Darrel Chia

Darrel Chia
Assistant Instructional Professor
Pronouns: he/him/his

Assistant Instructional Professor, Master of Arts Program in the Humanities, Department of English Language and Literature, The College

Affiliate Faculty, Center for the Study of Gender and Sexuality

Outside, I enjoy strolling with my dog, running along the lakeshore, and visiting state parks. Inside, I enjoy visiting the Garfield Park Conservatory and tinkering with house plants (even as they take over my apartment). When I can, I take advantage of the many excellent music and food venues around Chicago. Before moving here, I was a lawyer in Australia. I have a Ph.D. in English, with a dissertation examining how a set of early 20th century literary texts reimagine diplomacy in ways departing from its officially mandated form as an emanation of state reason - via ethics, publics, and economics. My research and teaching interests are in global Anglophone literature, postcolonial studies, the Bildungsroman, recessive action, rights and citizenship, race, and gender and sexuality.
 

Current/Upcoming Courses:

The Lives of Others (Autumn 2024)
How much can you ever really know someone else? In this course, we take up the inscrutability of others through a range of narratives about - politically, socially, and geographically - distant others from the early 20th century. Texts include fiction, documentary film, and critical theory around transnationalism, contact zones and ethnography). Some of these texts meditate on the general problem of living with others. Others take on the limits of empathy, access, and friendship whether explicitly or in their formal arrangement. Specifically, we focus on works that engage with an ethics or “work on the self” as a preliminary to having knowledge of others. We will be guided by primary readings that likely include Claude Levi-Strauss, Kazuo Ishiguro, Werner Herzog, Maggie Nelson, Amitav Ghosh, and J.M. Coetzee.

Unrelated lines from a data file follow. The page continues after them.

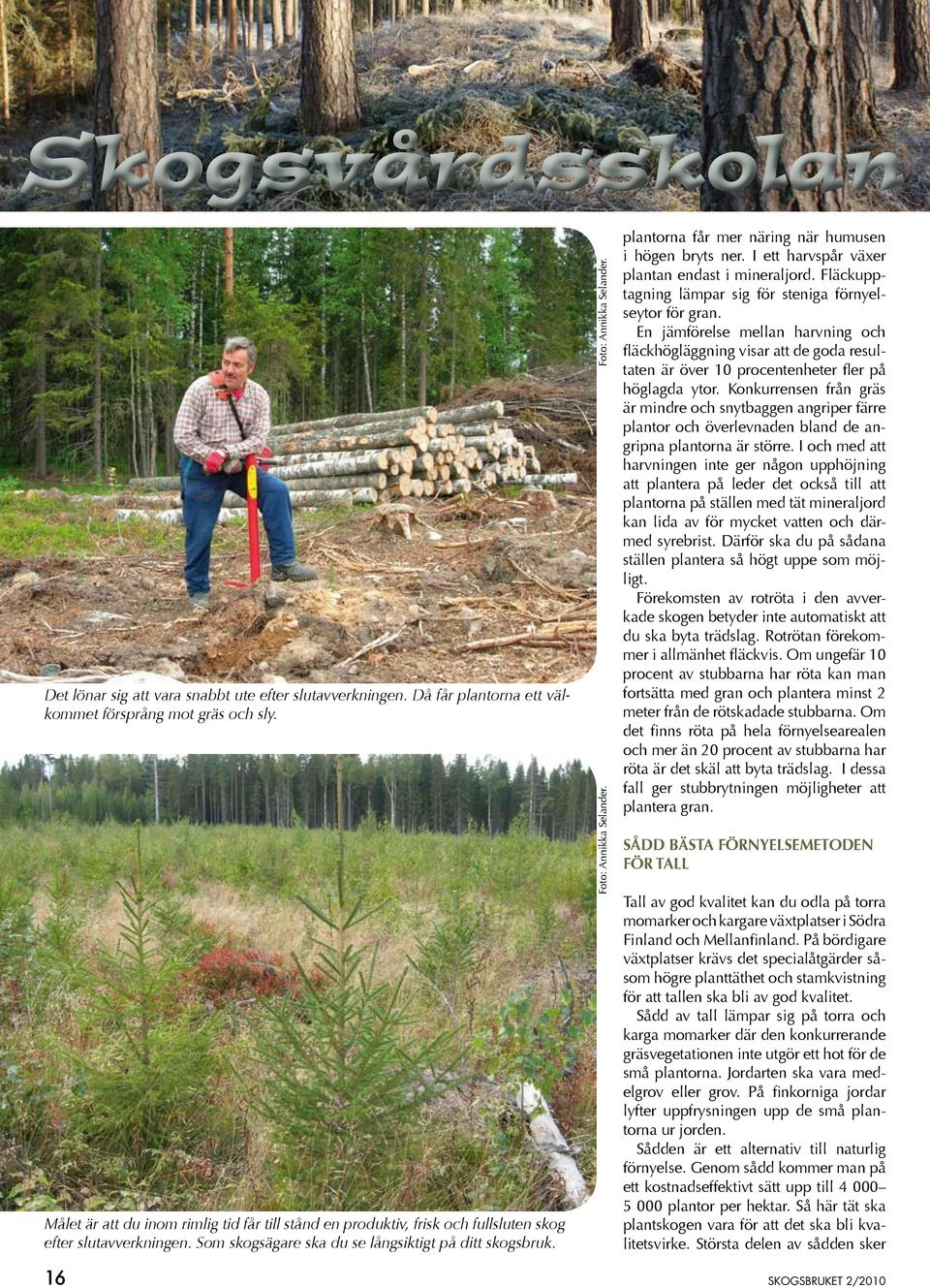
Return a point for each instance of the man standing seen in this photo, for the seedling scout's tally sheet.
(225, 418)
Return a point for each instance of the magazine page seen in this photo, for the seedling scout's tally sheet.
(461, 543)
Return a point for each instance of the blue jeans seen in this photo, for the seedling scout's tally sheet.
(202, 498)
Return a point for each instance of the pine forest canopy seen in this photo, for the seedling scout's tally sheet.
(407, 792)
(801, 67)
(105, 330)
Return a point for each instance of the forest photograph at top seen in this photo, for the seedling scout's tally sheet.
(465, 105)
(414, 407)
(296, 983)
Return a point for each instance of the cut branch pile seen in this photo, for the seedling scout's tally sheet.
(378, 457)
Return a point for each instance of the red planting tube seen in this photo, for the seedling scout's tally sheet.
(253, 516)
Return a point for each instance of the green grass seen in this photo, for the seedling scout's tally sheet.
(484, 917)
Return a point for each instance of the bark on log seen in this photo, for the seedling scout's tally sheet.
(353, 420)
(547, 1140)
(477, 427)
(375, 434)
(474, 411)
(334, 462)
(553, 481)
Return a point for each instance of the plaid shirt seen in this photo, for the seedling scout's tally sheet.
(206, 423)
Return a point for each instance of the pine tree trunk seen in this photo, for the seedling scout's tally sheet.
(328, 88)
(40, 455)
(4, 66)
(772, 67)
(97, 414)
(126, 94)
(858, 18)
(911, 46)
(886, 23)
(629, 27)
(424, 329)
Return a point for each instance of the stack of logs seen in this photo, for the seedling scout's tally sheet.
(355, 458)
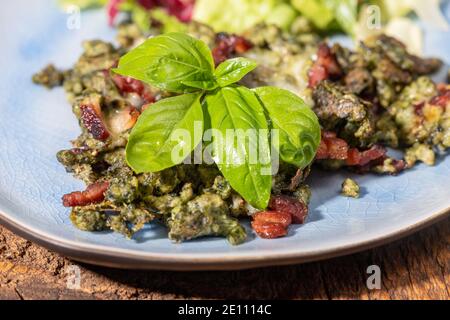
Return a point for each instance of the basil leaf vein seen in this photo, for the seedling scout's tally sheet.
(171, 62)
(298, 125)
(233, 70)
(159, 131)
(237, 108)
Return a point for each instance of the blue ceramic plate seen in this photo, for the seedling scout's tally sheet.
(35, 124)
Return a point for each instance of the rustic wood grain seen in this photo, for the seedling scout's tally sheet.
(417, 267)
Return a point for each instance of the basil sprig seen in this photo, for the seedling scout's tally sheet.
(178, 63)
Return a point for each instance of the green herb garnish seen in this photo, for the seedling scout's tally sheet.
(178, 63)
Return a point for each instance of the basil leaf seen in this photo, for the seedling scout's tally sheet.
(171, 62)
(164, 128)
(299, 128)
(236, 109)
(233, 70)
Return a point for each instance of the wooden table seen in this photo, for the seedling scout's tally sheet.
(417, 267)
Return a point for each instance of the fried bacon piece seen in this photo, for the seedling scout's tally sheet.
(283, 218)
(269, 230)
(271, 224)
(92, 119)
(441, 100)
(94, 193)
(332, 147)
(362, 158)
(325, 66)
(123, 120)
(229, 45)
(130, 85)
(296, 208)
(335, 148)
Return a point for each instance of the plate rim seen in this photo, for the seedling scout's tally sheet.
(129, 259)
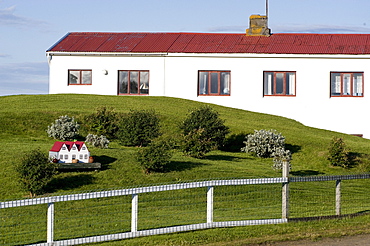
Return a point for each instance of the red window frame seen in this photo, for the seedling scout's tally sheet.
(337, 89)
(271, 90)
(207, 87)
(142, 87)
(80, 77)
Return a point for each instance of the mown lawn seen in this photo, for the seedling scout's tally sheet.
(24, 120)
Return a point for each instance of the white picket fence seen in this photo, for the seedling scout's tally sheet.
(209, 209)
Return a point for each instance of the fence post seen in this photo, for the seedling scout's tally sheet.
(134, 211)
(50, 223)
(210, 204)
(337, 197)
(285, 191)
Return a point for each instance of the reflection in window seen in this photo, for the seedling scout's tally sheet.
(214, 83)
(133, 82)
(279, 84)
(346, 84)
(79, 77)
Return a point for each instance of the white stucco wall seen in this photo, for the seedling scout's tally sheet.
(176, 75)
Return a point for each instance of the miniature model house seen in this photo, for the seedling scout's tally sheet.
(69, 152)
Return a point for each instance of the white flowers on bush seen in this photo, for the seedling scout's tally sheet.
(268, 143)
(64, 128)
(97, 141)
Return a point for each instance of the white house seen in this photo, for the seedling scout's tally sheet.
(68, 151)
(319, 80)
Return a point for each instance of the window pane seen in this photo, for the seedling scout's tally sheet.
(86, 77)
(290, 84)
(74, 77)
(335, 84)
(346, 84)
(123, 81)
(214, 83)
(357, 84)
(225, 83)
(203, 85)
(268, 83)
(144, 82)
(279, 83)
(134, 82)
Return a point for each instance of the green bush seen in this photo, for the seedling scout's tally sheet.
(139, 128)
(155, 156)
(338, 153)
(103, 122)
(279, 156)
(97, 141)
(197, 144)
(264, 143)
(64, 128)
(35, 171)
(207, 119)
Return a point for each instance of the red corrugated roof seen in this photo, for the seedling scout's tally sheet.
(58, 145)
(280, 43)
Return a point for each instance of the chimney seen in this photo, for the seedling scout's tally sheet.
(258, 26)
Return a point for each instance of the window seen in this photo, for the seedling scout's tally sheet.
(133, 82)
(279, 84)
(346, 84)
(79, 77)
(214, 83)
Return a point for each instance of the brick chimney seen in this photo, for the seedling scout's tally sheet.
(258, 26)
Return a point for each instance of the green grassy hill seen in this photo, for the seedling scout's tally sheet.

Postcolonial Openings (Winter 2025)
This course familiarizes students with the perspectives, debates, and attitudes that characterize the contemporary field of postcolonial theory, with critical attention to how its interdisciplinary formation contributes to reading literary works. What are the claims made on behalf of literary texts in orienting us to other lives and possibilities, and in registering the experiences of displacement under global capitalism? To better answer these questions, we read recent scholarship that engages the field in conversations around gender, affect, climate change, and democracy, to think about the impulses that animate the field, and to sketch new directions. We survey the trajectories and self-criticisms within the field, looking at canonical critics (Fanon, Said, Bhabha, Spivak), as well as reading a range of literary and cinematic works by writers like Jean Rhys, E.M. Forster, Mahasweta Devi, Derek Walcott, Arundhati Roy, and Salman Rushdie).